Published on October 21st, 2019 | by Jamie Davies0
We look at DayZ, the disaster that found a place in gaming writer Jamie’s heart. It was a mess, but a fun one at time.
With its October 15th retail release coming and going to little fanfare, DayZ — it’s safe to say — has well and truly faded into irrelevance. Allow me to shed a tear for Dean Hall’s imperfect, glitch-ridden survival game; it stole my heart, hundreds of hours of my life and in return, gave me some unforgettable gaming memories and taught me a handful of invaluable lessons about human nature.
For the uninitiated, DayZ was conceived by fresh-faced game designer Dean “Rocket” Hall as a mod for Arma II, Bohemia Interactive’s impenetrable and unsurprisingly niche military sim. Over time, it would see a full release on Steam, Xbox One and PS4 (in that order). It thrust anywhere up to around 50 or 60 players into the zombie-filled island of Chernarus, with little more than the clothes on their backs and the adrenaline in their veins. DayZ offered nothing in the way of traditional objectives outside the character’s basic survival needs. (food and water, no urination thankfully — we’ll have to wait for Kojima’s Death Stranding to see games tackle that cornerstone of the human experience) Instead, it laid out a zombie-apocalypse sandbox with weapons, vehicles, food and military equipment for players to do with as they pleased; with no goals, it was impossible to play the game “incorrectly,” this world was open for players to use as they saw fit. Needless to say, chaos ensued…
In DayZ, death is permanent and the equipment that can take hours to secure is absolutely not. Life has infinitely more significance than your average rootin’ tootin’ shoot ‘em up, which means staring down the barrel of another player’s gun feels more real than just about any game out there. The sight of another player can really get the blood pumping, and the sound of gunshots? Well, let’s just say that my earlier reference to adrenaline wasn’t an exaggeration. DayZ firefights — for however clunky and unresponsive they can be — will leave you physically shaking. For all the flaws it couldn’t shake off and the critics that lambasted it, I can’t help but sing my praise any experience that evokes such intense and pure feelings.

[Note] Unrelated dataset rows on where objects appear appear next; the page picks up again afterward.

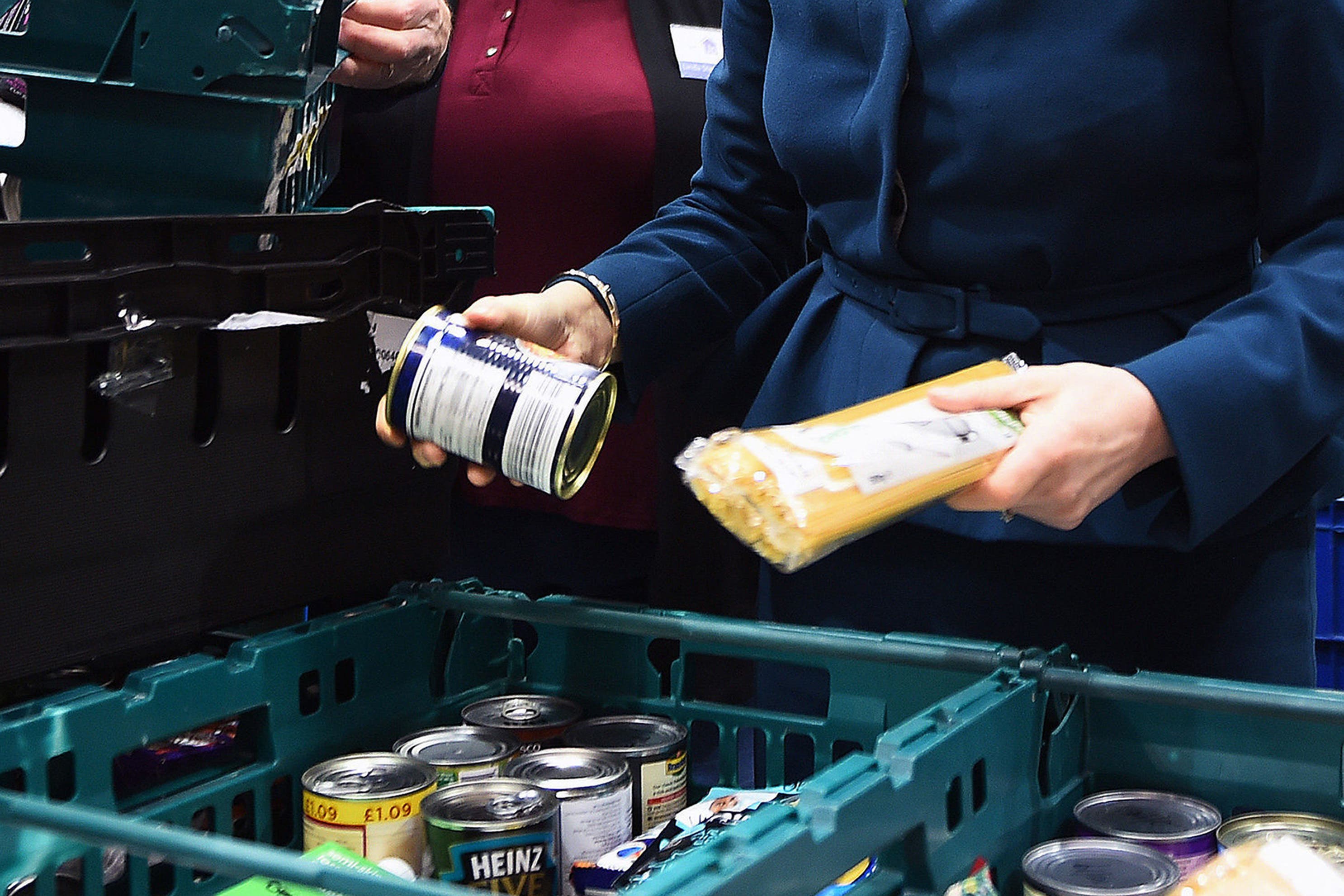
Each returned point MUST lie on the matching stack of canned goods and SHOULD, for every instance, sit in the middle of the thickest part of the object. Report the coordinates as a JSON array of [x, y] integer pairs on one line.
[[506, 801], [1143, 843]]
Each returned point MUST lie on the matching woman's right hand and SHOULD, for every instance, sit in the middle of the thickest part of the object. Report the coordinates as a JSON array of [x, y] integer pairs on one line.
[[563, 319]]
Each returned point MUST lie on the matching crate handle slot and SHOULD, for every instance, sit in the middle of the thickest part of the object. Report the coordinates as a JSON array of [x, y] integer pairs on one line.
[[937, 653], [221, 855], [1201, 694]]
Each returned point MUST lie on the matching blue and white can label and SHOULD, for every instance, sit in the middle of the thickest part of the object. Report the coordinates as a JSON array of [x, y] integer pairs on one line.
[[535, 417]]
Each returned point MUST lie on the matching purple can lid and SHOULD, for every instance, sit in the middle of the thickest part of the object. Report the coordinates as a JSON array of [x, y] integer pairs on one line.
[[1150, 816]]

Before you get the wrong impression, I’d like to emphasise the fact that DayZ is far more than “just a shooter.” The combat is indeed thrilling, tactical and very much adrenalized — but to treat fellow survivors as mere targets will have you missing out on the most unforgettable experiences DayZ has to offer: player interaction. You see, in a virtual world where life has some semblance of value, people aren’t always inclined to throw themselves into violence. Stumbling across another player could often lead to a pleasant conversation, an uneasy alliance or a wacky role player eager to try out their latest character on you. I could keep you here all day with tales of my encounters on the road, but you’ve probably got somewhere to be, instead I’ll quickly pluck a few off the top of my head:
- Joining in on a 10-man, rooftop dance party. (Tactical flares provided the mood lighting)
- Being captured and tortured by a pair of masked “lunatics” in a fire station
- Teaming up with players from all over the world and swapping information about our cultures.
- Being “haunted” by a particularly stealthy survivor who followed us, stayed out of sight and continued taunting us in the game.
It should be blatantly obvious by now: I’m something of a DayZ apologist. Of course, it goes without saying that a game with apologists must have something to apologise for, you’d have to be blind and deluded to claim otherwise. Thankfully, I’m only suffering from the latter, so the game’s numerous blunders have not escaped me. Almost 5 years in Steam Early Access, agonisingly infrequent content updates and a largely alienated player base work against me being able to recommend this game at all. Even now that the game is technically as smooth and playable as it’s ever been, the industry has moved on and other games have elaborated on the ideas that DayZ brought to the table: ARK: Survival Evolved, Player Unknown’s Battlegrounds, Subnautica and Conan Exiles just to name a few.
DayZ was intense, innovative and – above all – unique. I’m always going to have fond memories of my time on Chernarus, and I thank Dean Hall, his team and all the folks at Bohemia Interactive for that. At the same time, it’s impossible to ignore the game’s steady decline; it’s possible that many DayZ ex-devotees, including myself will never boot up the game again. So here I am, giving DayZ its dues for bringing this almost exclusively single-player gamer out of his shell. It might not have made all the right moves, but the mark it left on this industry won’t soon be forgotten.